Başkanlık için (verilmeyen) mücadele
Gazetecilikte, akademisyenlikte ve istihbaratta en tepeye çıkan Primakov için, siyasette de bunu başarmaya sadece bir basamak kalmıştı. Aslında başbakanlıktan alındığı için mutsuz değildi, ancak ülkenin içine düştüğü belirsiz durum nedeniyle kaygılıydı. Başbakanlıktan alındığı tarihte, başkanlık seçimlerine 1 seneden az bir süre kalmıştı. Primakov, Ağustos 1999’da, Moskova Belediye Başkanı Yuri Lujkov ve Rusya’nın özerk cumhuriyetlerinin liderlerinin kurduğu iki partinin birleşmesiyle ortaya çıkan “Anavatan-Bütün Rusya” partisinin liderliğine seçildi. Bu sırada 7 Ağustos’ta daha sonra İkinci Çeçen Savaşı’na dönüşecek olayların fitili ateşlenmiş, 9 Ağustos’ta ise kimsenin hakkında pek bir bilgisi olmayan FSB Başkanı Vladimir Putin, Yeltsin tarafından Rusya Başbakanlığı'na atanmıştı. Putin’i Yeltsin’e öneren kişi olan ve kendisi için daha iyi bir müttefik olarak gören Berezovsky, Primakov cephesine saldırıları yoğunlaştırdı. Rus oligark, pek bir açığının olmadığını bildiği Primakov yerine, partinin kurucusu ve ikinci adamı Lujkov’u ve diğer partilileri yolsuzluk gibi suçlamalar üzerinden hedef alıyordu.
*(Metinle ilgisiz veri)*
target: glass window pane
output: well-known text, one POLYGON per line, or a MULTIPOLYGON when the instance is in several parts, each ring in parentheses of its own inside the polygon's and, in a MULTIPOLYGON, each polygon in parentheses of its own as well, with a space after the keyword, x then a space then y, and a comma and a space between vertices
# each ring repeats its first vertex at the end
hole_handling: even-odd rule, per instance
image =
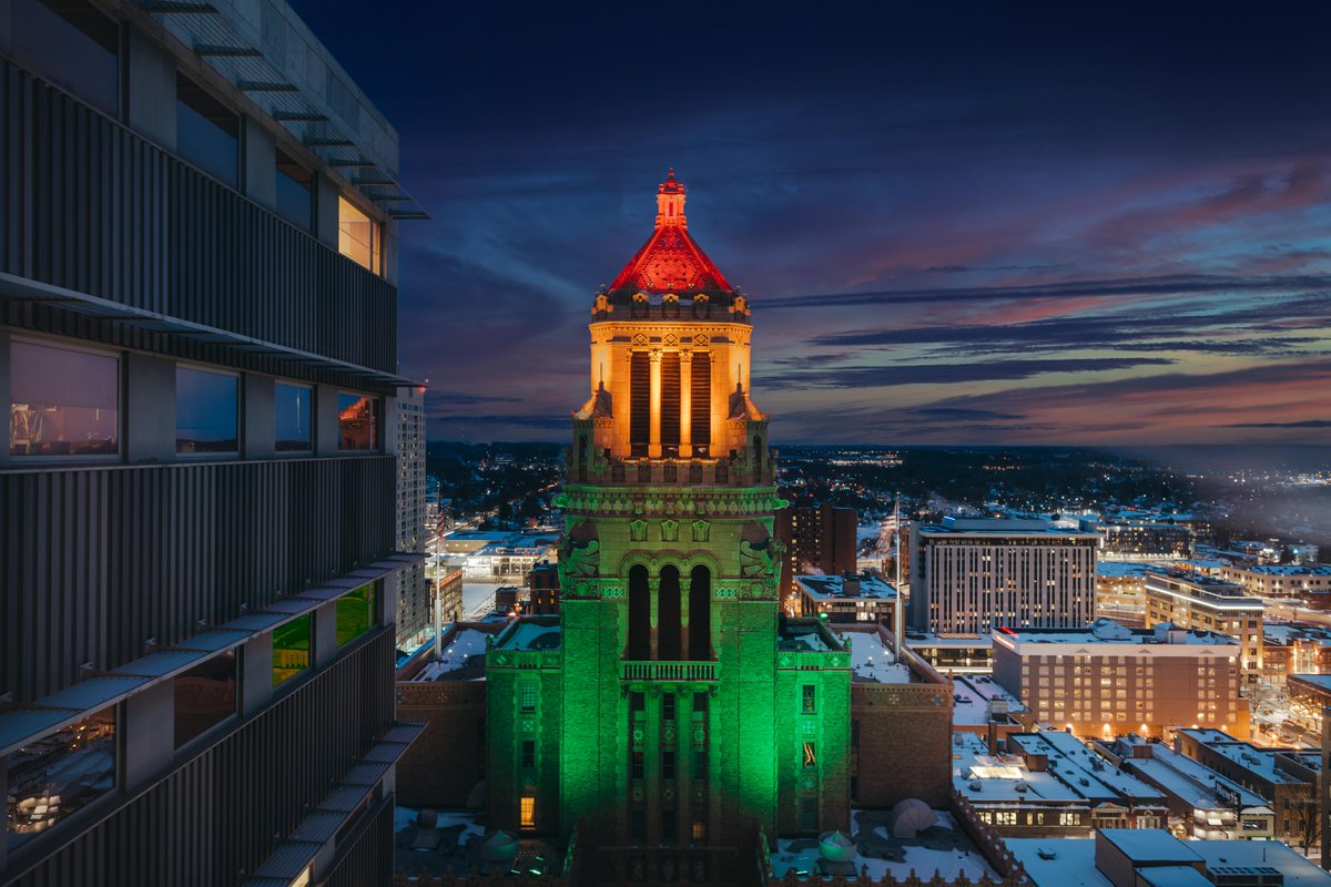
POLYGON ((240 379, 176 367, 176 452, 238 452, 240 379))
POLYGON ((310 668, 310 624, 301 616, 273 629, 273 686, 310 668))
POLYGON ((378 582, 362 585, 350 594, 337 598, 337 645, 342 646, 353 641, 374 625, 375 605, 378 604, 378 582))
POLYGON ((310 448, 310 395, 307 386, 278 382, 273 392, 276 440, 278 452, 310 448))
POLYGON ((110 116, 120 105, 120 28, 80 0, 13 0, 13 57, 110 116))
POLYGON ((314 215, 314 177, 281 150, 277 152, 277 214, 302 231, 314 215))
POLYGON ((236 714, 236 653, 200 662, 174 681, 176 747, 236 714))
POLYGON ((379 223, 345 197, 338 198, 338 251, 375 274, 383 273, 379 265, 379 223))
POLYGON ((240 118, 185 74, 176 74, 176 152, 236 188, 240 118))
POLYGON ((116 787, 116 709, 5 755, 5 838, 23 843, 116 787))
POLYGON ((118 358, 9 343, 9 455, 116 453, 118 399, 118 358))
POLYGON ((337 396, 338 449, 378 449, 379 399, 359 394, 337 396))

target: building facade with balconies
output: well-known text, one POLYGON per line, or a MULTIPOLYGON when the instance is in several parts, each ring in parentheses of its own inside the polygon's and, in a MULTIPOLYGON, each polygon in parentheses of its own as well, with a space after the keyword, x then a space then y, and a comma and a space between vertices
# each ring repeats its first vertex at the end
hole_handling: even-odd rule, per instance
POLYGON ((383 883, 397 133, 281 0, 0 4, 0 883, 383 883))

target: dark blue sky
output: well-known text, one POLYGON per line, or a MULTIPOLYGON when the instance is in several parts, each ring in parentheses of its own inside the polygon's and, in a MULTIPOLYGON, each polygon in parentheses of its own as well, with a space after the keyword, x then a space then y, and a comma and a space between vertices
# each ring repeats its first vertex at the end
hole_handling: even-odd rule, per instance
POLYGON ((293 7, 434 215, 401 226, 434 439, 563 439, 668 165, 777 442, 1331 428, 1324 4, 293 7))

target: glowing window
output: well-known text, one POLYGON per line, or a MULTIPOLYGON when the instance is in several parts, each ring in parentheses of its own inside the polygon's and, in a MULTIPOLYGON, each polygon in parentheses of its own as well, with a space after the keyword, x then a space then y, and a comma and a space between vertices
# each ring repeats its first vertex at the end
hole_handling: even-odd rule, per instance
POLYGON ((273 686, 310 668, 310 617, 301 616, 273 629, 273 686))
POLYGON ((378 222, 339 197, 337 229, 337 247, 342 255, 375 274, 383 274, 383 235, 378 222))
POLYGON ((518 822, 523 828, 535 828, 536 826, 536 799, 527 795, 519 801, 518 809, 518 822))
POLYGON ((118 416, 120 360, 114 355, 11 343, 11 456, 114 455, 118 416))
Kampanya başarılı oldu ve savaşın da etkisiyle, Putin’in yüzde 2-3’lerde, Priamakov’un da yüzde 30-40’larda olan popülariteleri birbirlerine yaklaşmaya başladı. Aralık 1999’da yapılan parlamento seçimlerinde Zyuganov önderliğinde Komünist Parti birinci sırayı alırken, beklentilerin aksine, Sergey Şoygu’nun başkanlık yaptığı “Birlik” partisi Primakov’un “Anavatan-Bütün Rusya”sını geçerek ikinci sırada yer aldı. Primakov, cumhurbaşkanlığı seçimlerine 3 ay kala en önemli adaylardan biriydi, belki de en çok şansı olan isimdi. Bunula beraber, yoğun ve pragmatik bir kampanya yürütüp bu makamı almak için gereken makam hırsı Primakov’da yoktu. O zamana kadar geldiği hemen hemen bütün görevlere talebi dışında getirilmişti. Sonunda, parlamento seçimlerinden 2 hafta sonra, başkanlık seçimi için adaylıktan çekildiğini açıkladı.
Emeklilik
Primakov’un çekilmesinin ardından Anavatan-Bütün Rusya partisi, seçimlerde Putin’e destek verdi. Komünist Parti adayı Zyuganov’a karşı seçimleri ilk turda Putin kazandı. Sonrası malum. 2002 yılında da Birlik Partisi ve Anavatan-Bütün Rusya Partisi birleşerek Rus siyasetini günümüze kadar domine edecek “Birleşik Rusya” partisini kurdular. Primakov ise 2001 yılında, 10 sene boyunca yürüteceği Rusya Ticaret Odası Başkanlığı görevine getirildi. 2003 yılında Putin tarafından Saddam Hüseyin’i ABD işgalini engelleyecek tavizler verme konusunda ikna etmeye çalışmak üzere Bağdat’a gönderildi. RAS’ın başkanlık kurulunda yer alan Primakov, akademik çalışmalarını da devam ettirdi.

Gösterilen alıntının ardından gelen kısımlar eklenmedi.